Backed by the late Shawty Lo, D4L actually rocked the Billboard Hot 100 in January 2006 — months before the aforementioned legends braved the wasteland marketplace — and set a precedent audiences would adapt to well through the present day: Fans wanted to hear red-hot rap tracks, first and foremost.

“The hits took a while,” D4L frontman Fabo admitted to HipHopDX in 2016. “We had a couple of CDs we’d put out before “Laffy Taffy.” We were dealing with the other groups that were around at the time like Dem Franchise Boyz. The style got concentrated around that time and he urged us to keep going. He called from jail every day just to make sure we were on our game. When [Shawty Lo] got out, we made ‘Betcha Can’t Do It Like Me.’ He went right back and we made ‘Laffy Taffy.’ He heard it from jail and was like ‘man I don’t know about that.’ Everything worked out well. He had faith in us and it worked out.”
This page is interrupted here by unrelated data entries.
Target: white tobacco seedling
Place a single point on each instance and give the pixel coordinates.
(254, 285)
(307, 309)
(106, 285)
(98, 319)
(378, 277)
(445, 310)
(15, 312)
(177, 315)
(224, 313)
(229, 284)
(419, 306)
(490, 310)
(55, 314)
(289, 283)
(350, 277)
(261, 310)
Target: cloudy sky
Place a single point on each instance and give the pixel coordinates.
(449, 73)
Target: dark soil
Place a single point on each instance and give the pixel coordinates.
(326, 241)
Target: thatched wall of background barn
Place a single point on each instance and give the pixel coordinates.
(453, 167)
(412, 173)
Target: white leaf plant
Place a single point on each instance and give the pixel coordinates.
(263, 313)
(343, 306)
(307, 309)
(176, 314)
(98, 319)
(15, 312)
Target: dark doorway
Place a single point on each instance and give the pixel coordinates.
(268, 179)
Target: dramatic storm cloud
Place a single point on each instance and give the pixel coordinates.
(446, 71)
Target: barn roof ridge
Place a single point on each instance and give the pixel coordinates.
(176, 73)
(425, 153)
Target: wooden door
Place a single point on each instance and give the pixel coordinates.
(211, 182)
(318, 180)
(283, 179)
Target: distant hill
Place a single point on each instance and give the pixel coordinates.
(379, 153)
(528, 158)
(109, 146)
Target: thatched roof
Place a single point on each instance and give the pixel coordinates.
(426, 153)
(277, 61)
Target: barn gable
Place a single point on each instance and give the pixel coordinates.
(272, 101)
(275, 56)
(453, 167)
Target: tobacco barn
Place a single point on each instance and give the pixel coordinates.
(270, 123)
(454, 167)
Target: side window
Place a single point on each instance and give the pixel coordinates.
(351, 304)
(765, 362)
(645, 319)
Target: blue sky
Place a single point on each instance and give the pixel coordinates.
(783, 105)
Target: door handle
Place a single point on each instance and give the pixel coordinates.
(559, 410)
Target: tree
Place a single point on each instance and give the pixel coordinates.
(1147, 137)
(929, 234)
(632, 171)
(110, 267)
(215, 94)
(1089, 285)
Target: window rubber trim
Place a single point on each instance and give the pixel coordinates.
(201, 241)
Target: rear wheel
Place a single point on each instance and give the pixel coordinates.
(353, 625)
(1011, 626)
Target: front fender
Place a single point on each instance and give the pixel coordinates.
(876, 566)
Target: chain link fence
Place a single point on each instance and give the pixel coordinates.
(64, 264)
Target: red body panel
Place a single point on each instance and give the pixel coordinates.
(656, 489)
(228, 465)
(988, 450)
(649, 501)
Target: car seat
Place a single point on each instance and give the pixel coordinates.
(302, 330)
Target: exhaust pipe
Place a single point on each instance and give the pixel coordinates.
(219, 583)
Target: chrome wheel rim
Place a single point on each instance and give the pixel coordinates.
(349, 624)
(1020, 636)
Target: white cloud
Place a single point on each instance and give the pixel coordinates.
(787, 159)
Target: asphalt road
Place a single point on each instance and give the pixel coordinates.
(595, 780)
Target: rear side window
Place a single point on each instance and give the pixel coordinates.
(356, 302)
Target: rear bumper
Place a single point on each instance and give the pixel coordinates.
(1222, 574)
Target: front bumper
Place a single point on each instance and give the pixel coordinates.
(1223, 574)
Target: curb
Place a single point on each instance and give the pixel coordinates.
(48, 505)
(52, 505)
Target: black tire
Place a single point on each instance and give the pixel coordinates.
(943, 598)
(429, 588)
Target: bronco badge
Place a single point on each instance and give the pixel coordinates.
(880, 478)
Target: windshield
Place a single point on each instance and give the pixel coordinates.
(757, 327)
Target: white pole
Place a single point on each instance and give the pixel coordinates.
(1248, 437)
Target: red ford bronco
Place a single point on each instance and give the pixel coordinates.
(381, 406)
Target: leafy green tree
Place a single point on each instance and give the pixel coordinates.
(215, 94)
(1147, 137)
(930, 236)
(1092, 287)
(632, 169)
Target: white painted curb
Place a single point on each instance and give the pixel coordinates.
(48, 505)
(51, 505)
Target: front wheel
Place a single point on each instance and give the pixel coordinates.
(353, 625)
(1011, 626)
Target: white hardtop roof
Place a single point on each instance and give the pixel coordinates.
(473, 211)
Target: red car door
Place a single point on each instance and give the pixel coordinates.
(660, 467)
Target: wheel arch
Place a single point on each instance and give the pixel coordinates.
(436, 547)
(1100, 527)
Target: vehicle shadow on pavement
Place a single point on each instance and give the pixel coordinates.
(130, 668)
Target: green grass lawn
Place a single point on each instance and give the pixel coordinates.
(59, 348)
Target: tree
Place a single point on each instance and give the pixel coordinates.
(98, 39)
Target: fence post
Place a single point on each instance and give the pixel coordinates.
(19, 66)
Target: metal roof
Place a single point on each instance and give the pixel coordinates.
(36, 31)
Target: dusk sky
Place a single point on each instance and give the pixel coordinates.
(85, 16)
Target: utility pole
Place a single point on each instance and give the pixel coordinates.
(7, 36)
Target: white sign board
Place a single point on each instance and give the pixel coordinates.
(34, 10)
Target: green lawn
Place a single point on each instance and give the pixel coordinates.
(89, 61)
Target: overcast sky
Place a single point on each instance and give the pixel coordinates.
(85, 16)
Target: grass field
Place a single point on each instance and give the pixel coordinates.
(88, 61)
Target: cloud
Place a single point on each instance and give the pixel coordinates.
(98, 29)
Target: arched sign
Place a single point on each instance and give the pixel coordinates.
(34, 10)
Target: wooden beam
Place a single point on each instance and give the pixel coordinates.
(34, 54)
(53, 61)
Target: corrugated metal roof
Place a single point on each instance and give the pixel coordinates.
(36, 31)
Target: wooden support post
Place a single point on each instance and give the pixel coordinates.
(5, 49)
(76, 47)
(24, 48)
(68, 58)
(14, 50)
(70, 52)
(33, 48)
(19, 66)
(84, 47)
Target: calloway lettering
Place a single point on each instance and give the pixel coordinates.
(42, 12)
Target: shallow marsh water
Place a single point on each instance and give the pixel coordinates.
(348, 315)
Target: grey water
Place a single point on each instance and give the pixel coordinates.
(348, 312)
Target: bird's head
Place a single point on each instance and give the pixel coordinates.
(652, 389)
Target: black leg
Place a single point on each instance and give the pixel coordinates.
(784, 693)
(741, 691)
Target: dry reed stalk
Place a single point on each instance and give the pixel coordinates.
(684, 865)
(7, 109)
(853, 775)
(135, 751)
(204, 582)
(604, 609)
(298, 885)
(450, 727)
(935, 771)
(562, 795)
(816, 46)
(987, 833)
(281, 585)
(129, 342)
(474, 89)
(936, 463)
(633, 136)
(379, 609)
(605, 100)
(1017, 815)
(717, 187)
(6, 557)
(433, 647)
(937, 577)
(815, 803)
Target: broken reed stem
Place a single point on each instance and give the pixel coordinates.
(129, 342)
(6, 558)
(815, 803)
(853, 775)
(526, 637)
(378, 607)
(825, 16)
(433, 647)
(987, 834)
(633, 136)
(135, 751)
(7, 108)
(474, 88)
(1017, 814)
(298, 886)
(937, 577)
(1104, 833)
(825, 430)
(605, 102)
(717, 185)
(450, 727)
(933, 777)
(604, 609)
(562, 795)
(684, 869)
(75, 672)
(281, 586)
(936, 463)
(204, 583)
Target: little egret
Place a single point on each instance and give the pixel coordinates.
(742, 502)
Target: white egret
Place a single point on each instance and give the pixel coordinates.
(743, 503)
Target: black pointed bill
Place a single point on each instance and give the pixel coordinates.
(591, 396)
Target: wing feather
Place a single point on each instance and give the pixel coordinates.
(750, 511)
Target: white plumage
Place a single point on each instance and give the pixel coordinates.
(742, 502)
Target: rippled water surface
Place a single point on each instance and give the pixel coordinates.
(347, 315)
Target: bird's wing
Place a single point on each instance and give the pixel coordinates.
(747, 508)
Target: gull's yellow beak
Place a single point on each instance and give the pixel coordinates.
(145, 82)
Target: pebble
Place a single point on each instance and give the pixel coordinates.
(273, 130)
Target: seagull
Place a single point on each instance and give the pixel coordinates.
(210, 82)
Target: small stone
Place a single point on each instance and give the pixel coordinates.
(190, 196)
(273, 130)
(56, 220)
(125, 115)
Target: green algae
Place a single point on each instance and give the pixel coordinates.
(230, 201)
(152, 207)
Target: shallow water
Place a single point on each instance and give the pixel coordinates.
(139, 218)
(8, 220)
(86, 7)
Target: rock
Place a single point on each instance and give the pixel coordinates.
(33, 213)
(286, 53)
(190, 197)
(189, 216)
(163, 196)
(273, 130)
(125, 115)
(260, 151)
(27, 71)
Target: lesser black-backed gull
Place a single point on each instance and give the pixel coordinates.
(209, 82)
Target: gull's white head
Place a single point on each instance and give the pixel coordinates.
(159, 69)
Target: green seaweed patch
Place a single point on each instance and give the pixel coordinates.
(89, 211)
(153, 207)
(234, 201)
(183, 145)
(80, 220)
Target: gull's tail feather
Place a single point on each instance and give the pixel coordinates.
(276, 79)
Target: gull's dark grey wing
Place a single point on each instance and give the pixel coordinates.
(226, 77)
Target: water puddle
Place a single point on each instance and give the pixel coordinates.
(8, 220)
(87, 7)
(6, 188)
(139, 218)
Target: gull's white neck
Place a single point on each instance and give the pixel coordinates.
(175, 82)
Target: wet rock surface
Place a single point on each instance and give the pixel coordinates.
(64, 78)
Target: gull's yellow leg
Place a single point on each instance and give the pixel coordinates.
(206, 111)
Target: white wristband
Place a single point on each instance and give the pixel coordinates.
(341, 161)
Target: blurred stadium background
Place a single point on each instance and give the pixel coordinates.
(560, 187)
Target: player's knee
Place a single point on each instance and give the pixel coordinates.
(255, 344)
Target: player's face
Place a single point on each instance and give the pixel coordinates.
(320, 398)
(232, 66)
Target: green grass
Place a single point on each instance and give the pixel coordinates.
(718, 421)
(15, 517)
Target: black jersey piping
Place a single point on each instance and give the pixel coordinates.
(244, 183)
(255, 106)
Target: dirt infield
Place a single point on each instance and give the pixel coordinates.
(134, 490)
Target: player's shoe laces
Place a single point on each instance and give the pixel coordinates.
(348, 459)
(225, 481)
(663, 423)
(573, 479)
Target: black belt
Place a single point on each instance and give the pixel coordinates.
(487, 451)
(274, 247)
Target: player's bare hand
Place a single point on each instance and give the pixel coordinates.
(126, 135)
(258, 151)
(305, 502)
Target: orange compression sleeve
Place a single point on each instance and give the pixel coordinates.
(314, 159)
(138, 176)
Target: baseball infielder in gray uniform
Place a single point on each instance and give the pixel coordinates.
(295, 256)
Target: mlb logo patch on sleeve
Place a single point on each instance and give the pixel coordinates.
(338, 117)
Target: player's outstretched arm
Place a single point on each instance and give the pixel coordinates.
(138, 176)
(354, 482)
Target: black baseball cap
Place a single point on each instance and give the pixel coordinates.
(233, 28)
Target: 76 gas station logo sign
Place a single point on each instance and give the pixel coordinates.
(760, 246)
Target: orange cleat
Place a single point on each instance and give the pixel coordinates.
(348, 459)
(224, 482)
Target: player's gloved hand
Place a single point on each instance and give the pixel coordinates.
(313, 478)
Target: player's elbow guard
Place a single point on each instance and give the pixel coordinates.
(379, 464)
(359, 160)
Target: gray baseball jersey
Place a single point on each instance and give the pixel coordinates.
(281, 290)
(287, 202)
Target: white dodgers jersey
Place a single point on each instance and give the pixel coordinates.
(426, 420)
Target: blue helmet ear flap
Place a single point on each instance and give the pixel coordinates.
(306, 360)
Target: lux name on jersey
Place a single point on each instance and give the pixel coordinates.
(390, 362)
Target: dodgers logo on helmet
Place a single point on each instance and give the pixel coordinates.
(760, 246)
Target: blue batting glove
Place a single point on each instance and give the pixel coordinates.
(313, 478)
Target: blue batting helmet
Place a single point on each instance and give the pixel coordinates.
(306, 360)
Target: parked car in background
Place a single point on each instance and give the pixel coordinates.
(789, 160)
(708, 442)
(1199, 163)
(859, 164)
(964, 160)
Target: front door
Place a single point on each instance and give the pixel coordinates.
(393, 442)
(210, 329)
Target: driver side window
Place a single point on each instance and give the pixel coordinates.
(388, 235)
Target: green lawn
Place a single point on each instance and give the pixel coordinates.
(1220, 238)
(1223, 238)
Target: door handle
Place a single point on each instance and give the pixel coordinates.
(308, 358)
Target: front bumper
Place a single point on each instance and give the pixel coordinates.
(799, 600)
Like André 3000 Before Him, J.I.D Reminds Everyone The South Still Has Something To Say

After D4L’s snap sound fell out of favor, Atlanta still pushed out artists such as Yung LA, Que, OJ Da Juiceman, Shop Boyz, Cash Out and OG Maco — all who may not have enjoyed the same name recognition when their hit singles were first released but the power of the music (or the template they were made from) hasn’t left the culture’s sound and the would-be one-hit wonders are now commanding the space.

The past five years has fully exemplified the city’s stronghold on rap. Whether it was a fully reunited Migos in 2016 telling the world what “Bad & Boujee” meant (and grabbing several platinum plaques in the process), Lil Baby dominating the Billboard 200 chart this year or even having a Gucci Mane for bragging rights or Killer Mike for political points — or 2 Chainz for a lavish mix of both.

If subject matter determines your measure of artist greatness, Dreamville’s fostering of both soloist J.I.D and duo Earthgang has been one to revere. Aside from being go-to mentions whenever the city’s current lyrical depth is brought up, both acts can now say they’re Grammy-nominated after a breakout 2019.

A living legend like Future ignored mumble rap criticisms during his maddening 2015-2016 run that spawned fan-favorite albumixtapes Beast Mode, 56 Nights, DS2, Purple Reign, and the Drake collaboration What a Time to Be Alive and that never prevented younger superstars (Desiigner anyone?) from completely emulating his drip for their own individual success. And if you think that the aforementioned run was his peak, just know this is the same guy who dropped back-to-back albums in 2017, effortlessly making history in the process.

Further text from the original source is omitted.